Before Carmody leaves the mission, to the regret of all the villagers, he tells Anne the truth.

==Cast==
- Humphrey Bogart as James Carmody
- Gene Tierney as Anne Scott
- Lee J. Cobb as Mieh Yang
- Agnes Moorehead as Beryl Sigman
- E. G. Marshall as Dr. David Sigman
- Jean Porter as Mary Yin
- Carl Benton Reid as Father Cornelius
- Victor Sen Yung as John Wong
- Philip Ahn as Jan Teng
- Benson Fong as Chun Tien

==Reception==
Bosley Crowther of The New York Times disliked the picture, writing, "Unfortunately, Mr. Hayes and Mr. Dmytryk have not assembled a drama that conveys either credibility of action or sincerity of mood," calling the flashback scenes "absurd, played in a style of heroics that you get in the silliest bandit films." Variety praised the film's "top-budget values" and "authentic touch" of Chinese extras, but noted, "To sticklers of logic and realism, there are a number of scenes and incidents that strain the imagination.

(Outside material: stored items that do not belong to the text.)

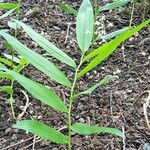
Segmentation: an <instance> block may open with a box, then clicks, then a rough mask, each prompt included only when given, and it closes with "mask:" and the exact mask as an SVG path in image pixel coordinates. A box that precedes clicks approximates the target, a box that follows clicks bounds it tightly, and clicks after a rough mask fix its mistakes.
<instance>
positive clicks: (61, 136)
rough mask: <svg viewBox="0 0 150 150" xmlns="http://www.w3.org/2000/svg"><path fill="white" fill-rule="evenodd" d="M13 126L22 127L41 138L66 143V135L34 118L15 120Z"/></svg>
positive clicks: (23, 129) (55, 142)
mask: <svg viewBox="0 0 150 150" xmlns="http://www.w3.org/2000/svg"><path fill="white" fill-rule="evenodd" d="M13 127H14V128H18V129H23V130H25V131H27V132H31V133H33V134H35V135H37V136H39V137H41V138H44V139H46V140H50V141H52V142H55V143H58V144H67V143H68V137H67V136H65V135H64V134H62V133H61V132H59V131H57V130H56V129H54V128H52V127H49V126H47V125H45V124H43V123H41V122H39V121H36V120H24V121H19V122H17V123H16V124H15V125H14V126H13Z"/></svg>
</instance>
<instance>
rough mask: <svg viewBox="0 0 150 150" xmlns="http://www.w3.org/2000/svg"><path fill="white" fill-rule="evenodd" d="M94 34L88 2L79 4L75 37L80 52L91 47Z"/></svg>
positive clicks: (93, 18) (93, 23) (93, 25)
mask: <svg viewBox="0 0 150 150" xmlns="http://www.w3.org/2000/svg"><path fill="white" fill-rule="evenodd" d="M93 32H94V14H93V8H92V5H91V3H90V1H89V0H84V1H83V3H82V4H81V7H80V9H79V12H78V14H77V20H76V36H77V42H78V45H79V47H80V49H81V51H83V52H85V51H87V50H88V48H89V47H90V45H91V42H92V37H93Z"/></svg>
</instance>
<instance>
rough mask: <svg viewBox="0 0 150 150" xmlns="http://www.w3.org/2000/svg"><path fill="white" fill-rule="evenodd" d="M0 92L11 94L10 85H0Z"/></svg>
mask: <svg viewBox="0 0 150 150" xmlns="http://www.w3.org/2000/svg"><path fill="white" fill-rule="evenodd" d="M0 92H6V93H8V94H12V93H13V89H12V87H11V86H0Z"/></svg>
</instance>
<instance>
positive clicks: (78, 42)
mask: <svg viewBox="0 0 150 150" xmlns="http://www.w3.org/2000/svg"><path fill="white" fill-rule="evenodd" d="M83 16H87V17H83ZM13 21H14V22H15V23H16V24H18V26H19V27H21V28H23V30H24V31H25V32H26V33H27V34H28V35H29V36H30V37H31V38H32V39H33V40H34V41H35V42H36V43H37V44H38V45H39V46H40V47H42V48H43V49H44V50H46V51H47V52H48V53H50V55H51V56H53V57H54V58H57V59H58V60H59V61H61V62H63V63H65V64H66V65H69V66H70V67H71V68H72V69H73V70H74V78H73V80H72V82H71V81H70V80H69V79H68V78H67V76H66V75H65V74H64V73H63V72H62V71H60V70H59V69H58V68H57V67H56V66H55V65H54V64H53V63H51V62H50V61H48V60H47V59H46V58H44V57H43V56H41V55H39V54H38V53H36V52H34V51H32V50H31V49H29V48H28V47H26V46H25V45H24V44H22V43H21V42H20V41H18V40H17V39H16V38H14V37H13V36H11V35H10V34H8V33H7V32H6V31H5V30H0V35H1V36H2V37H3V38H4V39H5V40H6V41H7V42H8V43H9V44H10V45H11V46H12V47H13V49H14V50H16V51H17V52H18V53H19V54H20V55H21V56H23V57H24V58H25V59H26V60H27V61H28V62H29V63H30V64H32V65H33V66H35V67H36V68H37V69H38V70H40V71H42V72H43V73H44V74H46V75H47V76H48V77H50V78H51V79H52V80H53V81H55V82H57V83H60V84H62V85H63V86H65V87H66V88H68V89H69V90H70V96H69V104H68V105H67V104H65V103H64V102H63V101H62V100H61V98H60V97H58V96H57V95H56V93H55V92H54V91H52V90H51V89H48V88H47V87H46V86H44V85H42V84H40V83H38V82H36V81H33V80H31V79H28V78H27V77H25V76H23V75H21V74H19V73H17V72H15V71H12V70H10V69H8V68H6V67H4V66H3V65H1V66H0V70H1V72H2V73H6V74H8V75H9V76H11V77H12V78H14V79H15V80H16V81H18V82H19V83H20V84H21V85H22V86H23V87H24V88H25V89H26V90H27V91H28V92H29V93H30V94H32V95H33V96H34V97H35V98H36V99H38V100H40V101H41V102H42V103H44V104H46V105H49V106H50V107H52V108H54V109H55V110H58V111H59V112H62V113H66V114H67V116H68V117H67V120H68V135H64V134H62V133H61V132H60V131H58V130H56V129H54V128H52V127H50V126H47V125H45V124H43V123H41V122H40V121H37V120H24V121H19V122H17V123H16V124H15V125H14V127H15V128H19V129H24V130H26V131H28V132H31V133H33V134H36V135H38V136H40V137H42V138H44V139H47V140H50V141H53V142H55V143H58V144H68V149H69V150H71V148H72V143H71V131H72V132H74V133H78V134H80V135H91V134H99V133H111V134H114V135H117V136H120V137H124V134H123V133H122V132H121V131H120V130H118V129H116V128H109V127H100V126H98V125H88V124H83V123H74V122H72V118H71V113H72V106H73V104H74V101H75V100H76V99H77V98H79V96H83V95H85V94H91V93H92V92H94V91H95V90H96V89H97V88H98V87H99V86H102V85H105V84H106V83H107V82H109V81H111V80H112V79H115V78H117V77H116V76H107V77H105V78H104V79H103V80H101V81H100V82H99V83H96V84H95V85H93V86H92V87H90V88H87V89H85V90H83V91H81V92H79V91H77V90H76V85H77V82H78V80H80V78H81V77H82V76H83V75H84V74H85V73H87V72H89V71H90V70H92V69H93V68H94V67H96V66H97V65H98V64H100V63H101V62H102V61H103V60H105V59H106V58H107V57H108V56H109V55H110V54H111V53H113V51H115V50H116V48H117V47H118V46H119V45H120V44H121V43H122V42H123V41H125V40H127V39H128V38H130V37H131V36H133V35H134V34H135V33H136V32H138V31H139V30H141V29H142V28H143V27H145V26H146V25H148V24H149V23H150V20H147V21H145V22H143V23H141V24H140V25H138V26H137V27H135V28H132V29H128V30H126V31H124V32H123V33H121V34H120V35H119V36H118V37H116V38H115V39H114V40H111V41H110V42H108V43H106V44H104V45H102V46H101V47H98V48H97V49H95V50H93V51H92V52H89V53H88V54H87V52H88V50H89V48H90V46H91V44H92V39H93V30H94V27H93V22H94V14H93V8H92V5H91V3H90V1H89V0H83V3H82V4H81V7H80V9H79V11H78V13H77V21H76V24H77V25H76V35H77V43H78V45H79V48H80V50H81V58H80V62H79V64H78V65H76V63H75V61H74V60H73V59H72V58H71V57H69V56H68V55H67V54H65V53H64V52H63V51H61V50H60V49H59V48H57V47H56V46H54V45H53V44H52V43H50V42H49V41H48V40H46V39H45V38H44V37H42V36H41V35H40V34H38V33H37V32H35V31H34V30H33V29H31V28H30V27H28V26H27V25H25V24H24V23H22V22H20V21H18V20H13ZM89 59H90V60H91V61H90V62H89V63H87V62H86V61H87V60H89ZM83 63H85V66H84V64H83ZM81 67H82V68H83V69H81Z"/></svg>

Particularly the tense sequence in which Bogart actually wins the village's freedom by casting dice with Cobb." Harrison's Reports agreed that the dice game was "rather fanciful", but called the film's production values "first-rate" and thought that Bogart did "an outstanding job" in the lead role. John McCarten of The New Yorker deemed the film "a fairly substantial item" in a positive review, with Bogart doing "a fine job" in his estimation though he found the plot to get "a bit shaky, and even outlandish." Richard L. Coe of The Washington Post wrote that Bogart was "far more sure of the part than the writers, director and producer seem to be about the rest of the picture." The Monthly Film Bulletin wrote: "Obscure character motivation and an unpleasant mock religiosity in the worst Hollywood tradition are the main drawbacks in this curious picture. One suspects that the original novel may have provided more detailed and logical characterisation than is apparent in the film's script—Carmody's allegiance to the Chinese warlord is never satisfactorily explained—and Bogart's tired and uneasy playing fails to suggest the character's dilemma."